Posted: November 20th, 2012 | Author: | Filed under: theory

Randy Coppinger recently wrote a great blog post recently about not getting caught up in tool choices or being dogmatic about approach, and just focusing on the problem at hand, tools be damned. I couldn’t agree more.

This reminded me of a corollary to Randy’s thesis: The tools we use shape what we create.

While that’s perhaps self-evident, that’s not always a good thing. Tools can be creatively inspiring, but they can also become handcuffs, blinding us to better ways of working. Or, even more sinister, subtly changing our work to be something other than we intended.

If you’re a woodworker, what you can do without a lathe can be pretty limiting. Or a jigsaw. Or a coping saw. If you have all of these things, your creativity can be freed from many restrictions, since you are removing constraints upon your ability to execute your ideas. Such restrictions can really get in the way of earning a living in a crowded marketplace. A car mechanic, for example, won’t get a lot of work if he doesn’t have a hydraulic lift and an impact wrench.

So it goes with digital creative professionals. A visual designer these days can’t operate without a computer, and it’s a tough life without Adobe Photoshop. An audio professional can’t work without a DAW, and it’s hard to be competitive if you don’t know ProTools reasonably well. A field recordist needs microphones. And so it goes.

But microphones or recording techniques can have certain tonal characteristics, just like how raster artwork (e.g., created in Photoshop) looks different than vector artwork (e.g., created in Illustrator). It’s important to realize that the tool choices we do make aren’t always going to be neutral. Every tool choice imparts some color to our output. Rendering one’s idea in charcoal will be emotionally quite different than rendering it in pencils. Different sizes and shapes of chisels affect the texture of a sculpture. Capturing a sound with a Rode NT1a will sound different than with a Neumann TLM-103, even on the same material and from the same perspective, yielding different emotions and tones when listened to.

None of us can afford a warehouse of infinite tools…the Tardis tool shed doesn’t exist. But neither is poverty an excuse to not be aware of your tools’ influence on your work. Knowing the attributes of your microphones lets you know what you might want to modify and sculpt audio recordings in post, just as a woodworker might use fine-grit sandpaper by hand for those last touches that really give a piece the personality of the artist, not just the texture of his or her tool’s “fingerprint.” A person on a limited budget and constrained equipment can achieve greatness by adding tons of knowledge and insight.

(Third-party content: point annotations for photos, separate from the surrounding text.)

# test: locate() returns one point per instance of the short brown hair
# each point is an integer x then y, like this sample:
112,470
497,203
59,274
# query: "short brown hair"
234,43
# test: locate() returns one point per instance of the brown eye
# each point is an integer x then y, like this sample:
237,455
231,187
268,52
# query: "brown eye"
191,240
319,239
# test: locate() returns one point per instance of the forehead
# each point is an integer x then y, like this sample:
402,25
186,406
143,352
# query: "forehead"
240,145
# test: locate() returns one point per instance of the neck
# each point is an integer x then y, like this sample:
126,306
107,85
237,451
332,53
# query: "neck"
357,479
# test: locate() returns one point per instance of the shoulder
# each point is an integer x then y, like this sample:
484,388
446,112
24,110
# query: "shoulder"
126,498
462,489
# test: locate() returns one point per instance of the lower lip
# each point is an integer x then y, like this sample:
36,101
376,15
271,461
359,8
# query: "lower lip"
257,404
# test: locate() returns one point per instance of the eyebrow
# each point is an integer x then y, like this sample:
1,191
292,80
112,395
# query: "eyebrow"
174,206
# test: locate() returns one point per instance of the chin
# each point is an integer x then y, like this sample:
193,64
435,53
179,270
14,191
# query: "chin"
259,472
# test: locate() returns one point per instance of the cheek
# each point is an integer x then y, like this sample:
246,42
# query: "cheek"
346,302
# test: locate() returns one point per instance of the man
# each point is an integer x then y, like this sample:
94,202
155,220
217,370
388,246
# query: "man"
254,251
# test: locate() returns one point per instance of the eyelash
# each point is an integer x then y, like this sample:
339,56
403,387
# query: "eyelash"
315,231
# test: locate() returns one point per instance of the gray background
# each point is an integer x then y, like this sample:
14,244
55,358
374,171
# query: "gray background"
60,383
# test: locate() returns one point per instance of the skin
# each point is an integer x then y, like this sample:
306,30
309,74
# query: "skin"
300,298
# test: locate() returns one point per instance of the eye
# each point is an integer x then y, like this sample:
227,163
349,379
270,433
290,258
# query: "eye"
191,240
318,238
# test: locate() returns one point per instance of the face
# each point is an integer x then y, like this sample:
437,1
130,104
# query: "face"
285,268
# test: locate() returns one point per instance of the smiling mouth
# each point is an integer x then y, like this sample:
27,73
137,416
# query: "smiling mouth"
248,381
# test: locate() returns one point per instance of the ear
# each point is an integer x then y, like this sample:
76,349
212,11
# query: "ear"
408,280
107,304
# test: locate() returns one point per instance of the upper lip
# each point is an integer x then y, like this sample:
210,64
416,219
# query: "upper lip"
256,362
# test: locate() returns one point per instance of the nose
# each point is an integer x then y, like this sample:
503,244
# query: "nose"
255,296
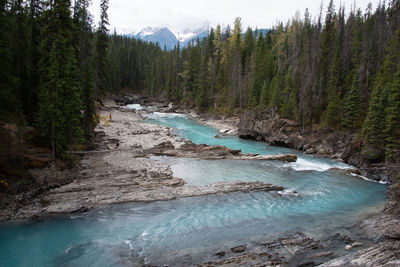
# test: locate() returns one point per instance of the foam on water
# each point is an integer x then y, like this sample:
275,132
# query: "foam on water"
160,233
134,106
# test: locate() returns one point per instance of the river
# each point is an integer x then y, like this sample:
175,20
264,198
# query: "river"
316,201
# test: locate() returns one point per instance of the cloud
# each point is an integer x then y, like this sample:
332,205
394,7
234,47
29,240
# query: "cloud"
178,14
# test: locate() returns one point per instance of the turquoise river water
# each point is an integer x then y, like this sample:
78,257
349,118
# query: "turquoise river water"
192,229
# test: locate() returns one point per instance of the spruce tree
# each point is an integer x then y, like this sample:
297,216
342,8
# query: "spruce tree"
84,56
60,104
392,129
101,62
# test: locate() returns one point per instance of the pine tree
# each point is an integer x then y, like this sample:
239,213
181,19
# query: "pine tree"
84,56
375,123
392,129
351,106
60,105
102,73
8,82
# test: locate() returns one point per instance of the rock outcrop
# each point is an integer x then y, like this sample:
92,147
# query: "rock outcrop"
268,126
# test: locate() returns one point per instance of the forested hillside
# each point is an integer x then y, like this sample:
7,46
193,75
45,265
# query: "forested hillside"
56,66
339,69
334,70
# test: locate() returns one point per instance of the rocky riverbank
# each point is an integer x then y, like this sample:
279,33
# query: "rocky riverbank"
269,127
129,165
124,168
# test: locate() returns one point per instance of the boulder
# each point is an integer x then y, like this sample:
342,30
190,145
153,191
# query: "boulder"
238,249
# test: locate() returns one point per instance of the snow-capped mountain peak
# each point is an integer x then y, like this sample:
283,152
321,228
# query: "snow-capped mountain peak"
166,36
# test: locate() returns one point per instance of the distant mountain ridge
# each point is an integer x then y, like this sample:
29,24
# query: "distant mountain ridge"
168,38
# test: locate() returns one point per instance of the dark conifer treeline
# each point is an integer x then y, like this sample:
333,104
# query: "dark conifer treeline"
334,70
55,65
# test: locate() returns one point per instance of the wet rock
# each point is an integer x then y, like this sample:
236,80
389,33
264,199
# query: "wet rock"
356,244
306,264
348,247
174,182
323,254
310,151
393,232
238,249
220,254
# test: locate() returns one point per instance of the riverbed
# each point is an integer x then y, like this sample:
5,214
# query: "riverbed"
316,200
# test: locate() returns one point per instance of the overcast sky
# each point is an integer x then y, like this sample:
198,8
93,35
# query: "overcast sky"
128,15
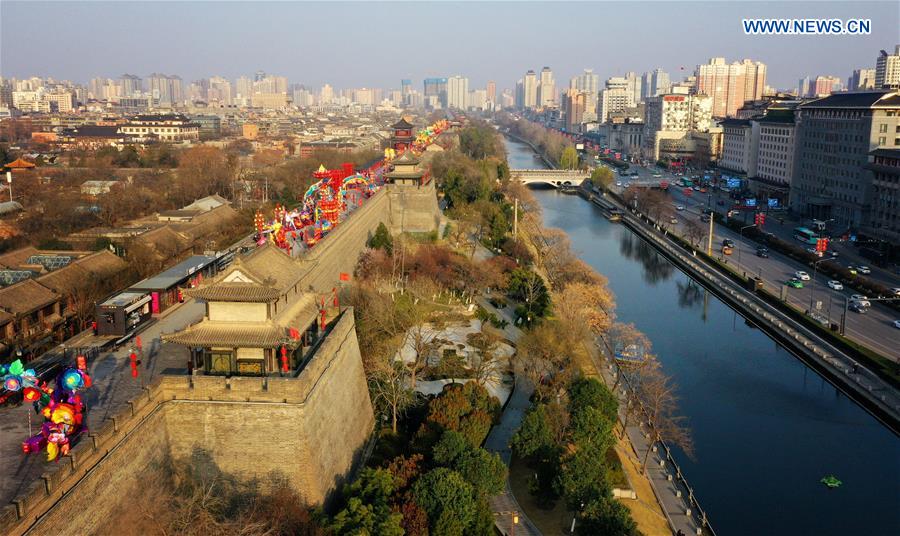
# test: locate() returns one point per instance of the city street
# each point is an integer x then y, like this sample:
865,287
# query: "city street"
112,387
874,329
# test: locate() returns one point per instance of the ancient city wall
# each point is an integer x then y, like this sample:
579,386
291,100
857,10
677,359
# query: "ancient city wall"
311,429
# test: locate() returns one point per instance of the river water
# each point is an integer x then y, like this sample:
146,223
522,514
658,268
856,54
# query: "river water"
766,428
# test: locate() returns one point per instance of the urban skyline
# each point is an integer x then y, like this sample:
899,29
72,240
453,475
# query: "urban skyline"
349,62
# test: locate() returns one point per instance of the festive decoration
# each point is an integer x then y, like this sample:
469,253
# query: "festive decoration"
63,411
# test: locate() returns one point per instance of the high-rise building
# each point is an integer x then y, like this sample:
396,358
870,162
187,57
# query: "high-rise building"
654,83
546,89
457,92
131,85
326,96
573,106
730,85
529,88
436,87
861,80
887,69
835,136
615,97
826,85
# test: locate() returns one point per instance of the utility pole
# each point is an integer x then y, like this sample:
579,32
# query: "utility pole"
515,220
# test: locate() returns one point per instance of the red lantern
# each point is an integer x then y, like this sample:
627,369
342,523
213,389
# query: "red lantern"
30,394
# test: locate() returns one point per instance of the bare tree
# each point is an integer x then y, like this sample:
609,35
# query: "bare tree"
656,393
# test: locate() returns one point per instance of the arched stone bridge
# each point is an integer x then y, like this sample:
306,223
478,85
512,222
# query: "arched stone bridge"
553,177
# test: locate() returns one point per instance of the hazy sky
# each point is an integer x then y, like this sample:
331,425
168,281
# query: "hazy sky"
378,43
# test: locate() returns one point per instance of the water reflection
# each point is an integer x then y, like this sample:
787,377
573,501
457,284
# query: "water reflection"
655,267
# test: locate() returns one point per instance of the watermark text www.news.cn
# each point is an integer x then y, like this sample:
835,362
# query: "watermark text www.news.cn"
807,26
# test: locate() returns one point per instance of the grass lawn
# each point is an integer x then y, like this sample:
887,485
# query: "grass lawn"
554,521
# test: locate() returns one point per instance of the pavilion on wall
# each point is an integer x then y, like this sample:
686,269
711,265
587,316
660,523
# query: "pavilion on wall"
403,135
258,321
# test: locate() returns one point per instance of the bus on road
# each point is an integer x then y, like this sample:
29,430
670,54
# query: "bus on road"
805,235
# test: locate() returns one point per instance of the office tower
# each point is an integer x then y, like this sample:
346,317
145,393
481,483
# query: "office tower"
131,85
457,92
730,85
529,87
615,97
326,96
861,79
836,136
887,69
546,89
826,85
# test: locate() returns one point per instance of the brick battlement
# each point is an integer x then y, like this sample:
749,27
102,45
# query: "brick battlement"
251,426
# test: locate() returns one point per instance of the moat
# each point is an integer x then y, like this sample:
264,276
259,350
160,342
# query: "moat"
766,427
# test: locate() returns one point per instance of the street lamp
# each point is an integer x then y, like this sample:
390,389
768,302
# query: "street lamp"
741,239
812,284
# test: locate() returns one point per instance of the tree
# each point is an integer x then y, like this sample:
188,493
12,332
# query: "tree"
656,393
368,508
387,384
569,158
602,177
485,471
382,239
448,500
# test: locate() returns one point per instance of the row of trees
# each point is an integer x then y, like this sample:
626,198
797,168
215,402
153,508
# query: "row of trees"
440,484
567,441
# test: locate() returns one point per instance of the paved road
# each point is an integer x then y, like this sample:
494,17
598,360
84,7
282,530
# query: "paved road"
875,329
112,387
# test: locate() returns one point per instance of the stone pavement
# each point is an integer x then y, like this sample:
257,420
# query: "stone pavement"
112,387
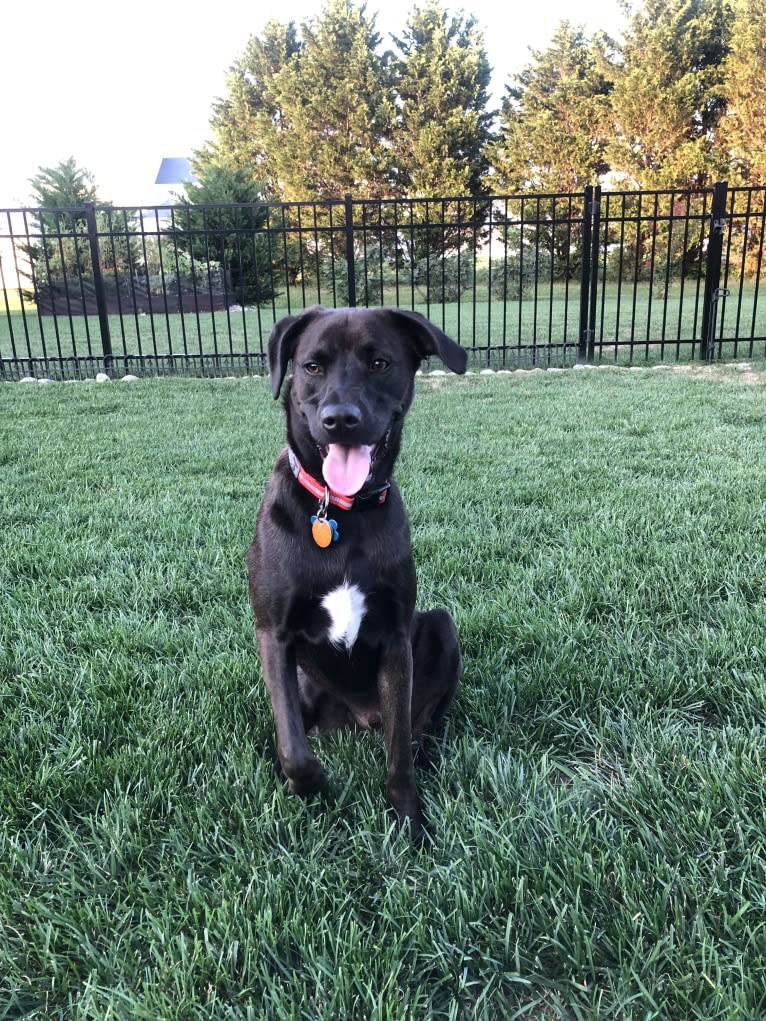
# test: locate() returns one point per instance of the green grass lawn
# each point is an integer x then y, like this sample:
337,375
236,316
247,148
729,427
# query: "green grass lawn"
600,806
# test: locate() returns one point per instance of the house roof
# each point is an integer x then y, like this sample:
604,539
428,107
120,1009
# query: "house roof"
174,171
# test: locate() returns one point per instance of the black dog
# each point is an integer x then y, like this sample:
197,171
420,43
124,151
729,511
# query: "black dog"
331,572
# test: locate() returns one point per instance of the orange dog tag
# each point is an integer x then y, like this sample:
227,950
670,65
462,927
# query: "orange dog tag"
322,533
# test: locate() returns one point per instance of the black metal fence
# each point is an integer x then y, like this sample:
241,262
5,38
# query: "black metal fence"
521,281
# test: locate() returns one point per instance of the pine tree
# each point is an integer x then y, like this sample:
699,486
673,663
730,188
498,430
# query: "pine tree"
668,94
247,120
442,82
554,117
221,224
335,108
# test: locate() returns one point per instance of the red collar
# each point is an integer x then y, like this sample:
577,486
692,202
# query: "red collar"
374,497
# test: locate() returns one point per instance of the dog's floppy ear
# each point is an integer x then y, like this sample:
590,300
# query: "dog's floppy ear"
282,342
428,339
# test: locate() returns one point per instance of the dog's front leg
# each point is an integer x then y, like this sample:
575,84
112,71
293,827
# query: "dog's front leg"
395,689
303,771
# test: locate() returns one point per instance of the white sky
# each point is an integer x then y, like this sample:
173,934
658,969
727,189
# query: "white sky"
121,85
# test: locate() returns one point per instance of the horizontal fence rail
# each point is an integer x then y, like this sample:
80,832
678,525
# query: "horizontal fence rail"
520,281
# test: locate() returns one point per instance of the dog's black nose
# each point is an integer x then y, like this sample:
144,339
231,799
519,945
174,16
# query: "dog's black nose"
340,418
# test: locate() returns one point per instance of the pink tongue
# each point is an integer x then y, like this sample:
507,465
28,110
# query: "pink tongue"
345,469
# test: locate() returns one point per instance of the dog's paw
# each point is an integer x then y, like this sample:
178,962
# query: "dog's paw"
308,780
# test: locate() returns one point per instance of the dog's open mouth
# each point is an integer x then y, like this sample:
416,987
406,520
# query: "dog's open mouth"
346,469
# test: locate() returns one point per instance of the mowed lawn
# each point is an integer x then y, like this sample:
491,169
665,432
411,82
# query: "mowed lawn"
600,806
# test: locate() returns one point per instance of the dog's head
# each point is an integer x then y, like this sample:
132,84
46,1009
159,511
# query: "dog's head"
352,384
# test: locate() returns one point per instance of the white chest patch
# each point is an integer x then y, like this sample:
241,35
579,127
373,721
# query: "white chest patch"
346,606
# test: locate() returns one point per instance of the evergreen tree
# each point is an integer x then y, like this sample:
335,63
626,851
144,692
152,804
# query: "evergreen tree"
60,256
222,224
743,131
335,110
668,94
554,124
248,119
442,82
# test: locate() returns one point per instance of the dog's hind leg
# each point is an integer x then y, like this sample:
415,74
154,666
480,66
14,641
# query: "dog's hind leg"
437,665
303,771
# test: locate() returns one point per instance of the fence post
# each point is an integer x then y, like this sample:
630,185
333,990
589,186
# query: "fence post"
98,283
350,263
713,269
584,339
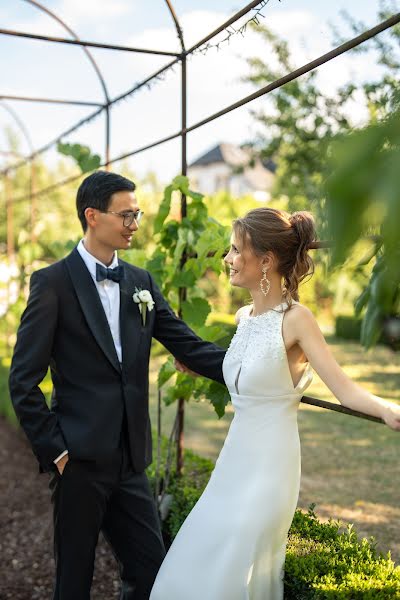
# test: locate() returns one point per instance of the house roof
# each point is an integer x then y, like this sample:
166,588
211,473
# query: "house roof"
230,154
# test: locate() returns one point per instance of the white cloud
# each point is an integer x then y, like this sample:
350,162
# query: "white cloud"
213,79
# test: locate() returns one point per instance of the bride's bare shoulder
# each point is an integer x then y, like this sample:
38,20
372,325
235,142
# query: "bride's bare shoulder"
243,310
299,313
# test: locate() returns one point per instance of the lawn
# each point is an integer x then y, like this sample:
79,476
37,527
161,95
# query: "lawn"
350,467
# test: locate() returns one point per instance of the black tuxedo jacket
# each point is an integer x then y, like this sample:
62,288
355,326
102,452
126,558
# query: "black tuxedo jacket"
64,326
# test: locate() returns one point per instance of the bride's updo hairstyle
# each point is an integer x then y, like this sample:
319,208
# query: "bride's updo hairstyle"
287,236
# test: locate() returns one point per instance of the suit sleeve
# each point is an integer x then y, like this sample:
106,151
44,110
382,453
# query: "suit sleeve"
29,366
202,357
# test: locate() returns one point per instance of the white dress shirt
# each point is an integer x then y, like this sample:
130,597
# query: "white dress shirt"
109,295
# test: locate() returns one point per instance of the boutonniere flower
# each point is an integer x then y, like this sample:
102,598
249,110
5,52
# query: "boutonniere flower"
145,301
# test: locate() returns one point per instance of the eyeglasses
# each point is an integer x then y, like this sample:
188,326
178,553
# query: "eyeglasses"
128,217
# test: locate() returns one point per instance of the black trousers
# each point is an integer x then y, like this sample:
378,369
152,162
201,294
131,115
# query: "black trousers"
90,497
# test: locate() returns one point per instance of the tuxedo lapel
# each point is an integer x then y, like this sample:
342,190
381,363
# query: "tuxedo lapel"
91,305
129,318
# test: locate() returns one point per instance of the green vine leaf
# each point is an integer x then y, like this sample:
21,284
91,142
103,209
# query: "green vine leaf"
195,311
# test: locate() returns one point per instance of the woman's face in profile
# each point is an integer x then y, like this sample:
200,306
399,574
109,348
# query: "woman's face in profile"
245,266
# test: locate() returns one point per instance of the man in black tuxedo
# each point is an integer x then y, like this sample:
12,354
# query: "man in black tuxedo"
95,439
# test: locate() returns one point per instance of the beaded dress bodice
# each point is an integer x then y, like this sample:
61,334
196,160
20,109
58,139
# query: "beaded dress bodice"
256,361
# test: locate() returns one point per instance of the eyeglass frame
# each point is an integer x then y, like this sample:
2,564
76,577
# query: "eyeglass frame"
134,216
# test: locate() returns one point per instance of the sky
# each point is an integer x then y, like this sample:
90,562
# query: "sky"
215,79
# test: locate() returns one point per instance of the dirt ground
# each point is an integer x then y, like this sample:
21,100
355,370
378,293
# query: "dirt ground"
26,545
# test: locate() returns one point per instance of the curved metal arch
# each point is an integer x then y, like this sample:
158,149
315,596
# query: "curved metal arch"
20,123
44,9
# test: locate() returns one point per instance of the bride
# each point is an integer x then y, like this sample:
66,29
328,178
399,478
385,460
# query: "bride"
232,545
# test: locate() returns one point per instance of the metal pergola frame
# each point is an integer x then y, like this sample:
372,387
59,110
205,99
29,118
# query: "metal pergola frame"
178,58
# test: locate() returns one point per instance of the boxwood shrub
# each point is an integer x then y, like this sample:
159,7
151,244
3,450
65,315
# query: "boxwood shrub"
323,562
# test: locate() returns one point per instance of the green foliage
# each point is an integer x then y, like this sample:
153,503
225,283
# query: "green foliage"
347,328
363,197
187,249
322,562
82,155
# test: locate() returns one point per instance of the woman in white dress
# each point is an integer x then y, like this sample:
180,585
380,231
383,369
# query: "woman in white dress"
232,545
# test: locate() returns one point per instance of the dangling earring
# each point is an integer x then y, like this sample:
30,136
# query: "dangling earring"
265,283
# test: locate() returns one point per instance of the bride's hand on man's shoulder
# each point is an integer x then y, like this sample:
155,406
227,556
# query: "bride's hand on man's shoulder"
391,416
184,369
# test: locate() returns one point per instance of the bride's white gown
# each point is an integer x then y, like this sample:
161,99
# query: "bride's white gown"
232,545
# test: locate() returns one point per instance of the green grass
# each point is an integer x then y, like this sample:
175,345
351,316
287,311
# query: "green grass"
350,467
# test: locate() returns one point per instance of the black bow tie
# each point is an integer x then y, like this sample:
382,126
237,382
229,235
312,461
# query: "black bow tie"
115,274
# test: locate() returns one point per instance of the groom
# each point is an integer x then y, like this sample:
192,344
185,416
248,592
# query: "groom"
95,440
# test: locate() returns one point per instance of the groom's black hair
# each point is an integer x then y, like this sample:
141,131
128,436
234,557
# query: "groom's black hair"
96,190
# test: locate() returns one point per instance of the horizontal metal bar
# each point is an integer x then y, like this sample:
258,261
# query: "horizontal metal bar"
89,118
59,40
340,408
370,33
50,100
222,27
131,90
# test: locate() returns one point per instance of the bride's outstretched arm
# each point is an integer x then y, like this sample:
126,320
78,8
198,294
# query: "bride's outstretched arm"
306,332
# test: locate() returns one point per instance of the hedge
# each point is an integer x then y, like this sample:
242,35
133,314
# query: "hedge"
323,562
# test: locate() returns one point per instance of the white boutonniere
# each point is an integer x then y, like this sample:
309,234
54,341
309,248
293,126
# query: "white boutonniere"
145,301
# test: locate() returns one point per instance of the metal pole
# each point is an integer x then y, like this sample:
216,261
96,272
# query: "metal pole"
10,219
182,291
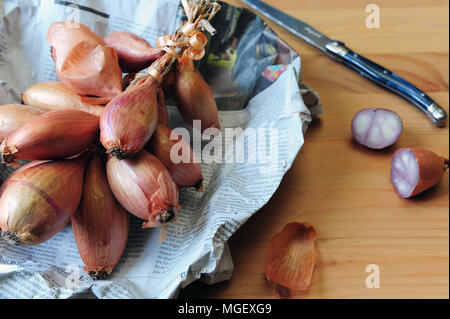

A metalworker with limited tools might only be able to create things of a certain scale, just as a limited-resource recordist might pick only certain subjects to record due to the limitatons of his or her kit.

Randy’s point is one that I absolutely agree with: Properly frame the problem and establish a conceptual framework for solving it, and let that dictate the tools you use. Don’t always rely on the old standards. Expanding this line of thinking, however, forces you to also look long and hard at the tools you use. Always be slightly suspicious of your equipment, which influences and colors what you create. That can be wonderful and enhance the source material. Or horribly inappropriate and lose the character of the original. But there’s a big difference between being conscious of those differences and being blind to their influence on your work. That way lies ambivalence, which I’ve written on before.

A common phrase on Jeff Wexler’s production sound forum regarding equipment versus the user goes something like, “It’s not the arrows, it’s the archer.” Knowing your arrows’ quirks lets you play with the results. And that’s where a creative professional moves from being an informed craftsperson to becoming an empowered artist.